A presidência belga assume que gostaria também de alargar a agenda
da nova conferência intergovernamental, rediscutir a repartição
de competências entre a União Europeia e os Estados-membros, embora
acrescente que isso não pode significar uma paralisia da dinâmica
da integração. Pelo contrário. E, de facto, no documento
que apresentou, lá aparecem claramente os objectivos de conseguir a criação
de uma política de defesa comum, a elaboração de uma política
externa comum, e, ainda, uma política comum em matéria de asilo
e de imigração. Aliás, uma outra linha de força
do programa da presidência é, exactamente, a criação
de um espaço europeu de liberdade, de segurança e de justiça.

Não restam, pois, dúvidas que a posição do povo
irlandês continua a ser ignorado e que o caminho que a presidência
belga se propõe seguir é o aprofundamento da integração
europeia, na via federalista, à custa da soberania dos Estados e da sensibilidade
dos seus povos, o que, de qualquer modo, apenas avançará a partir
da presidência espanhola e após a resolução da questão
irlandesa.

As três outras áreas que são, igualmente, consideradas
linhas de força da presidência belga, referem-se ao que chama a
promoção de um crescimento económico durável e de
uma política económica comum, a promoção de um desenvolvimento
durável e da qualidade de vida, a melhoria da qualidade do emprego, a
promoção da igualdade de oportunidades e a luta contra a exclusão
e a pobreza.

Mas não esqueçamos que prossegue a intensificação
altamente perigosa da extensão das liberalizações a sectores
sociais, para beneficiação dos sectores financeiros e do capital
especulativo bolsista, sobretudo através de um ataque frontal ao sistema
público da segurança social, sob o título de "reforma
do sistema de pensões", embora acompanhada de alguns paliativos
que reflectem as preocupações com o crescente descontentamento
social.

Veremos a importância que cada uma destas áreas vai ter na prática
política. No entanto, não será difícil adivinhar
que a questão da preparação da entrada em circulação
do euro, em Janeiro do próximo ano, vai dominar as atenções,
a que se junta a tentativa de nova ronda das negociações no âmbito
da OMC - organização mundial do comércio e as consequências
do previsível arrefecimento da economia com reflexos negativos no emprego
e na qualidade de vida das populações, o que poderá obrigar
a recuos ou cedências no plano social, conforme a evolução
da luta dos trabalhadores.

Daí a importância que deve merecer o acompanhamento da definição
de indicadores sociais e do conceito de emprego de qualidade, a execução
da agenda social e a concretização do programa comunitário
de incentivo ao combate à exclusão social.

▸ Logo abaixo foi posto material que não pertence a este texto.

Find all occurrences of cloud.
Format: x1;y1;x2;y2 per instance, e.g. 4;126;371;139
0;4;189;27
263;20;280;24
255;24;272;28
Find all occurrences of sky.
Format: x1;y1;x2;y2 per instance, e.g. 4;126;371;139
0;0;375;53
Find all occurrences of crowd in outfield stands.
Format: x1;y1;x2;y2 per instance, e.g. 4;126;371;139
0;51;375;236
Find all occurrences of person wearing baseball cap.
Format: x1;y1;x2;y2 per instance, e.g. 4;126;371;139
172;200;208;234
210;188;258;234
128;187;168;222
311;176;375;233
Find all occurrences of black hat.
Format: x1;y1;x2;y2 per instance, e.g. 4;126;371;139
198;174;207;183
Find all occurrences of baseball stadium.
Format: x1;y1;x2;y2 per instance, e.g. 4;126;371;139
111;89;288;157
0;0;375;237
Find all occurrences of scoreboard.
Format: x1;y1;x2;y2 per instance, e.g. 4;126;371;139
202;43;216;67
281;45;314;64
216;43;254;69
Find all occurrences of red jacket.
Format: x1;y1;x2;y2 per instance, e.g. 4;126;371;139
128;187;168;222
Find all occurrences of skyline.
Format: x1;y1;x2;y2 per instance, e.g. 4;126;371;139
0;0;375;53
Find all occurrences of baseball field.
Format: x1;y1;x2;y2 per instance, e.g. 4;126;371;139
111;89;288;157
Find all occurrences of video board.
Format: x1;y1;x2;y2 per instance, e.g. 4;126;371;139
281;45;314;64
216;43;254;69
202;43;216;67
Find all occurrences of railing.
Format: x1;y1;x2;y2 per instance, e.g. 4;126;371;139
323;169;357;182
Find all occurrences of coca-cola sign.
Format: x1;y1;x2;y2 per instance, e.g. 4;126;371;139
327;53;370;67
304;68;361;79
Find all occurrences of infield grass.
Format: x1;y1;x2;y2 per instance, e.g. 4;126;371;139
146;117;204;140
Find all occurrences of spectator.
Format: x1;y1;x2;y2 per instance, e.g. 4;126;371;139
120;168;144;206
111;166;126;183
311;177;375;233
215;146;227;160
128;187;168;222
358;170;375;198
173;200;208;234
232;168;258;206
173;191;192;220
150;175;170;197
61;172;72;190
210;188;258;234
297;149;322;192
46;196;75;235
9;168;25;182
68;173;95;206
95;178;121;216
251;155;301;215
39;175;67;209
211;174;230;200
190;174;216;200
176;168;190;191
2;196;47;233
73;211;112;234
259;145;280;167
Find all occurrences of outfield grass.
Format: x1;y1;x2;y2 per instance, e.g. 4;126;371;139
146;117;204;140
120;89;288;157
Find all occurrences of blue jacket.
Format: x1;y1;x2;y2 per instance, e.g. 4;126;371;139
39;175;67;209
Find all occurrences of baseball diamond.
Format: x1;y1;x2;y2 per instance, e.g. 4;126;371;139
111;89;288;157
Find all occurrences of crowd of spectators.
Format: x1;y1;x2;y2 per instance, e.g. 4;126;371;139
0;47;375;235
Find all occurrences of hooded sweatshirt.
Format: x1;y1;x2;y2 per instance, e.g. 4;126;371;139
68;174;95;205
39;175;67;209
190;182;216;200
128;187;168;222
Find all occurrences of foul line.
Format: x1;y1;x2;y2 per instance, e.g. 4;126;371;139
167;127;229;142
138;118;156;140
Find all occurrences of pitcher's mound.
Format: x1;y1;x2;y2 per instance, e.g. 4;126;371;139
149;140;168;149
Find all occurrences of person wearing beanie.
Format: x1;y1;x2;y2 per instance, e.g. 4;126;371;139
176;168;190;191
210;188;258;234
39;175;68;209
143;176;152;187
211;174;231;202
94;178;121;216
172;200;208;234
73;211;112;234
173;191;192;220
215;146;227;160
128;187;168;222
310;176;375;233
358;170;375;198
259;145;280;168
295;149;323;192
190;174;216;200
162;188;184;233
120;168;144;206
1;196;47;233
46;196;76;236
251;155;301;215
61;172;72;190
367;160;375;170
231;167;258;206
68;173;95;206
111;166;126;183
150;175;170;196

Quanto ao desenvolvimento sustentável, tão propalado pela presidência
sueca, mas que, afinal, não passou de princípios mais ou menos
vagos nas conclusões de Gotemburgo, veremos se a presidência belga
consegue especificar algumas acções concretas e objectivos quantificados
aplicáveis a um desenvolvimento sustentável, antes da Cimeira
Europeia da Primavera que se realizará em 2002, em Barcelona, bem como
os passos no cumprimento dos objectivos no quadro do Protocolo de Quioto.